Back to Amy. Charlie is cuddling with her, post-coital, when Chris Cawsey, another of the workmen comes in and wants a piece of the action too. Charlie is unwilling, but since he’s got a shotgun in his face, lets the slimeball shuck his knickers. Amy is almost asleep, but looks to see what is happening and definitely doesn’t want it to. But it does. Of course, by the time Sumner gets home they are long gone and a bruised face Amy doesn’t tell him. He doesn’t even ask why her cheeks are all raw or why she looks like death warmed over. He starts smooching all over her and Peckinpah cuts back to the earlier rape scene and shows that he’s framed the shots almost identically. He feels manly because he killed a duck with a shotgun.
Sumner fires the men the next day because they ditched him.

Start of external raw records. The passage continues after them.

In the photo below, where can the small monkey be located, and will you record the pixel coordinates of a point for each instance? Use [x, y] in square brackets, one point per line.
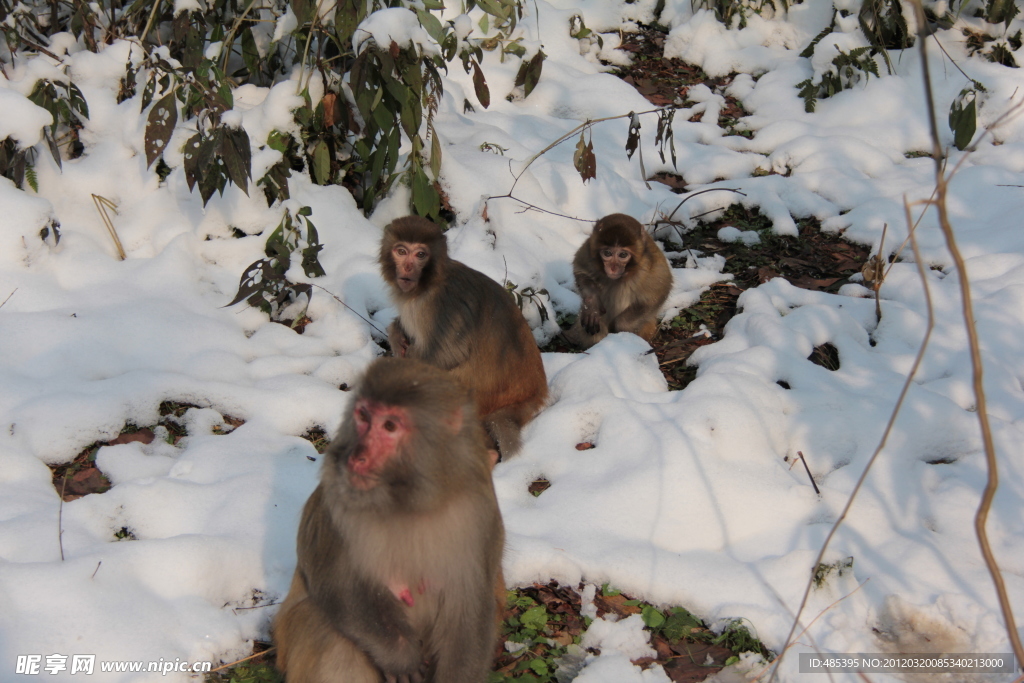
[459, 319]
[624, 280]
[399, 547]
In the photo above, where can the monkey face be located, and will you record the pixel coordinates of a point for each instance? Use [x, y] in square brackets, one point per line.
[615, 259]
[382, 431]
[410, 260]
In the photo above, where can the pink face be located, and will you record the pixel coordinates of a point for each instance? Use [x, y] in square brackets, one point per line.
[615, 259]
[410, 259]
[382, 431]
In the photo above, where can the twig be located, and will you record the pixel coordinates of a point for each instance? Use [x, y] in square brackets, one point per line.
[584, 125]
[878, 451]
[808, 470]
[251, 656]
[60, 517]
[816, 617]
[101, 205]
[349, 307]
[229, 38]
[976, 364]
[148, 22]
[39, 48]
[268, 604]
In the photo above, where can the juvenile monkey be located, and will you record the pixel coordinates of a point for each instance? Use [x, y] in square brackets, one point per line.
[399, 547]
[623, 279]
[459, 319]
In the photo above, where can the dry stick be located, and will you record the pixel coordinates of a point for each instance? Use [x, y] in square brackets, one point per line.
[583, 126]
[148, 22]
[60, 517]
[229, 38]
[976, 366]
[251, 656]
[878, 451]
[808, 470]
[101, 205]
[816, 617]
[349, 307]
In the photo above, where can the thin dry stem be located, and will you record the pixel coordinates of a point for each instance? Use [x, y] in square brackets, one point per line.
[64, 484]
[878, 451]
[977, 369]
[101, 205]
[238, 662]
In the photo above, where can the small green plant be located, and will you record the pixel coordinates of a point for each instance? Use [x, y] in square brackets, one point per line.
[885, 27]
[964, 115]
[839, 567]
[531, 627]
[847, 70]
[247, 672]
[264, 284]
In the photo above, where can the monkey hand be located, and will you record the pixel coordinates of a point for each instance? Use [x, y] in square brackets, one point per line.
[590, 316]
[416, 677]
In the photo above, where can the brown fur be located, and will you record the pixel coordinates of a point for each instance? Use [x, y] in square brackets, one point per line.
[630, 303]
[428, 525]
[461, 321]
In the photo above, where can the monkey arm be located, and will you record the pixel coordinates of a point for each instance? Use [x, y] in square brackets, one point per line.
[369, 614]
[360, 608]
[397, 339]
[590, 308]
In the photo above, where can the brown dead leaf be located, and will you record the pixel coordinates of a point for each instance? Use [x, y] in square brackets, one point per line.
[143, 435]
[614, 604]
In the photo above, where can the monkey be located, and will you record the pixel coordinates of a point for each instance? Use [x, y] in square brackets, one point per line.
[457, 318]
[399, 547]
[624, 280]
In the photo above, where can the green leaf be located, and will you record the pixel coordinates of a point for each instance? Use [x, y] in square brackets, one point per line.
[480, 86]
[963, 119]
[431, 25]
[425, 199]
[322, 164]
[192, 155]
[303, 10]
[535, 617]
[237, 155]
[435, 154]
[652, 617]
[529, 73]
[160, 125]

That night he and Amy go to the church social where she can’t stop thinking about the rape [well duh] and it is marvellously intercut with the lame magic tricks of the vicar. Janice Hedden [Sally Thomsett] has a big ole crush on David Sumner and keeps trying to get his attention, for all that she is 14 or so. Spurned by him, she decides to use John Niles, the [maybe rapist?] halfwit to get some. She sneaks off with him and when their absence is noticed all the men wig out. They claim they are trying to find Janice, but give themselves the lie because they only ask after John Niles. John gets scared when he hears their calls, accidentally strangles Janice and takes off for the hills. David and Amy are heading home when he hits John Niles. They drag him into the house and David calls the pub for help. Bad idea, since all the Full True Men are there drinking some liquid courage so they can do what they’ve been wanting to do for years, kill John Niles. They grab a couple more bottles of liquor and head on up to the Sumner’s for a little bit of the old ultra-violence. [Incidentally, this film was released the same year as Dirty Harry and A Clockwork Orange]
They muscle their way indoors and make Sumner look like a sissy again, although he does defend Niles and manage to talk them back outside, until they’ve had a bit more to drink. Then they start breaking windows. Now Sumner decides to make his stand. Finally. Christ. Amy just wants to toss John Niles out to them. She doesn’t care what happens to him. When David realizes this we also realize that his strength is his gentleness, the very thing we’d derided him for throughout most of the movie. The magistrate shows up, tries to disarm the drunken louts and gets a shotgun through his chest for his trouble. A one-armed man, no matter how brave, can’t beat five dudes, one with a shotgun. David sets traps, has to keep Amy from letting the men inside, finally gets her to do as he says and gets all reckless [a very sligh dutch angle when he turns on some blaring bagpipes, while gripping an iron poker is probably the sweetest shot in the movie]. Boiling oil, a bear trap, a shotgun to the feet, David manages to kill everyone.
Then he takes John Niles home, leaving Amy with all the dead bodies. I can’t really blame him, she called out for Charlie [the guy who held her down while she got raped!] instead of David while they were fighting each other.
Straw Dogs is a great title, basically saying that the manliness shown in the movie is like a vicious dog, but ultimately one with no steadfastness, no root, easily blown burned or consumed. It has its problems, namely the treatment of Amy throughout, but David treats her as an equal, as more than something to shag, even though that wasn’t emphasized quite so much. Still, Amy’s inherent ignobility, more a matter of personality than womanhood, can’t help but be spread about to include all women, at least in the movie’s terms. I keep wavering back and forth on that point, it is an obvious weakness, but the movie isn’t about women. One of the major objections to it in Britain was that it portrayed rural British as inbred and vulgar. Somebody has to be the bad guy. I’m rambling. I’ve gone on too long as it is. Just get your hands on a copy of this and come to your own conclusions.